David England

Personal information
- Nationality: Australian
- Born: 25 June 1956 (age 70)

Sport
- Country: Australia
- Sport: Rowing
- Club: Melb University Boat Club

Medal record
Representing Australia
World Rowing Championships
| Bronze medal – third place | 1977 Amsterdam | LM8+ |

= David England (rower) =

Australian rower (born 1956)

David England (born 25 June 1956) is an Australian coxswain, coach and rowing administrator. He was an Australian national champion, an Olympian and won a bronze medal at the 1977 World Rowing Championships.

==Club and state rowing==
England senior club rowing was from the Melbourne University Boat Club. In Melbourne Uni colours he contested and won the national lightweight eight title twice at the Australian Rowing Championships in 1972 and 1979.

In 1974, he first made state selection for Victoria in the men's lightweight four which contested and won the Penrith Cup at the Interstate Regatta within the Australian Rowing Championships. He raced in further victorious Penrith Cup fours for Victoria in 1978 and 1979. He coxed the Victorian men's eight contesting the King's Cup at Interstate Regattas in 1975, 1976, and 1980, winning the King's Cup on that last attempt.

At the conclusion of his Australian competitive career England's professional career took him overseas. From 1984 to 93 he was an active member of the Rowing Club within Royal Hong Kong Yacht Club and from 1993 to 2001 a competitor at the Walton Rowing Club in England.

==International representative rowing==
England made his Australian representative debut at the 1977 World Rowing Championships in Amsterdam in the Australian lightweight eight which won a bronze medal. Then at the 1979 World Rowing Championships in Bled he was again in the lightweight eight when the finished in sixth place.

England was in the stern of the Australian heavyweight eight selected to compete at the 1980 Moscow Olympics. That crew finished in overall fifth place.

==Coaching and rowing administration==
England was coaching before his competitive coxing career had ended.
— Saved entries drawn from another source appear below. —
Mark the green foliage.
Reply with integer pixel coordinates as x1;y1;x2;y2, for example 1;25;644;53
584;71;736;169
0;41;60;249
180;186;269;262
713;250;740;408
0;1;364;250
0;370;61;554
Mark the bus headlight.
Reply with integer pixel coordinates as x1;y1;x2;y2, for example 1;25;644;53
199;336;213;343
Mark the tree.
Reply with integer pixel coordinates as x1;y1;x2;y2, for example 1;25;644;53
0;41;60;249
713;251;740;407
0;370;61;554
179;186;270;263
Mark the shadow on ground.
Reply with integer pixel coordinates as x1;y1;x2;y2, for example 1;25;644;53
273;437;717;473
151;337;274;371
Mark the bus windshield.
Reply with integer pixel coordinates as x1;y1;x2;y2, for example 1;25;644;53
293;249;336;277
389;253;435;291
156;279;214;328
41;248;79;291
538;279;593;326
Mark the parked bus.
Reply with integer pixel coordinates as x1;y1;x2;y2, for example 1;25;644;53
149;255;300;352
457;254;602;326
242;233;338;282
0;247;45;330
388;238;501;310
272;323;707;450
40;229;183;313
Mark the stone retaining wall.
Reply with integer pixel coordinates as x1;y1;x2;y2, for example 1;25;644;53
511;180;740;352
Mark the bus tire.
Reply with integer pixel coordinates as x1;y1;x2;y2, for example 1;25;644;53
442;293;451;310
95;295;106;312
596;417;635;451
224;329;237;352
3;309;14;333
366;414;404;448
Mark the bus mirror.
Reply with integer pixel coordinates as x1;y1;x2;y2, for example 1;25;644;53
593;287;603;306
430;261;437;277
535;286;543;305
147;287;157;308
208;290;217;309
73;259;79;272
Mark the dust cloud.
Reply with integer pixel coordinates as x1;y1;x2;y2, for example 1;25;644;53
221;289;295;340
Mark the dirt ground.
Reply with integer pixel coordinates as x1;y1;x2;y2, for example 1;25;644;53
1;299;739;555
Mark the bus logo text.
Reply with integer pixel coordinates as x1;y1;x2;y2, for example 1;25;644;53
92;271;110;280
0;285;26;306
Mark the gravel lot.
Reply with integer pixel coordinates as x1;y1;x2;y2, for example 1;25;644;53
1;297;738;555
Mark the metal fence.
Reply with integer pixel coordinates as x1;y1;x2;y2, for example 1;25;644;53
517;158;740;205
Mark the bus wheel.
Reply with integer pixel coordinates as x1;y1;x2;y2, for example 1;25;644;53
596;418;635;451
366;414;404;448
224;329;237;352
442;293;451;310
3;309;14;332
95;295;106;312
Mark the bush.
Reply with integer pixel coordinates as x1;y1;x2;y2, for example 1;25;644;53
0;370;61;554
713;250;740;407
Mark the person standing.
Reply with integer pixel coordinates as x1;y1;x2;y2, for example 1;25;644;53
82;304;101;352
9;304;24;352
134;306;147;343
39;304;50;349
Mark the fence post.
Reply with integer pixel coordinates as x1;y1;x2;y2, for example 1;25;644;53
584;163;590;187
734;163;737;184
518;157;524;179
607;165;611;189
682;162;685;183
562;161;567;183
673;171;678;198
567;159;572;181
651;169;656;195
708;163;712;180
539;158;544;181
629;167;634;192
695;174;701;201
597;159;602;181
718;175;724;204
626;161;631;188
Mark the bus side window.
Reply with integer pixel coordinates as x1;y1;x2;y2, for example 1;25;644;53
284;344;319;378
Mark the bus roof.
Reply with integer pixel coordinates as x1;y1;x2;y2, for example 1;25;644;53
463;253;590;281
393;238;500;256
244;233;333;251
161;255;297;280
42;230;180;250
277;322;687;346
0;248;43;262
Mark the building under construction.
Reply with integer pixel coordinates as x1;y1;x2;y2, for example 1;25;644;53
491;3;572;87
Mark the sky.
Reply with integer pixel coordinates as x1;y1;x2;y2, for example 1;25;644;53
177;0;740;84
He coached a Victorian state representative women's four to victory in the Interstate Regatta in 1978. He coached Victorian lightweight men's fours to victory in 1979 and 1984. In 1978, he co-coached a Victorian composite women's eight to a national championship victory and he repeated that feat in 2011 with a MUBC women's eight.

He was the Finance Director of Rowing Australia from 2007 to 2009 and then was a board member of Rowing Australian for a period from 2010.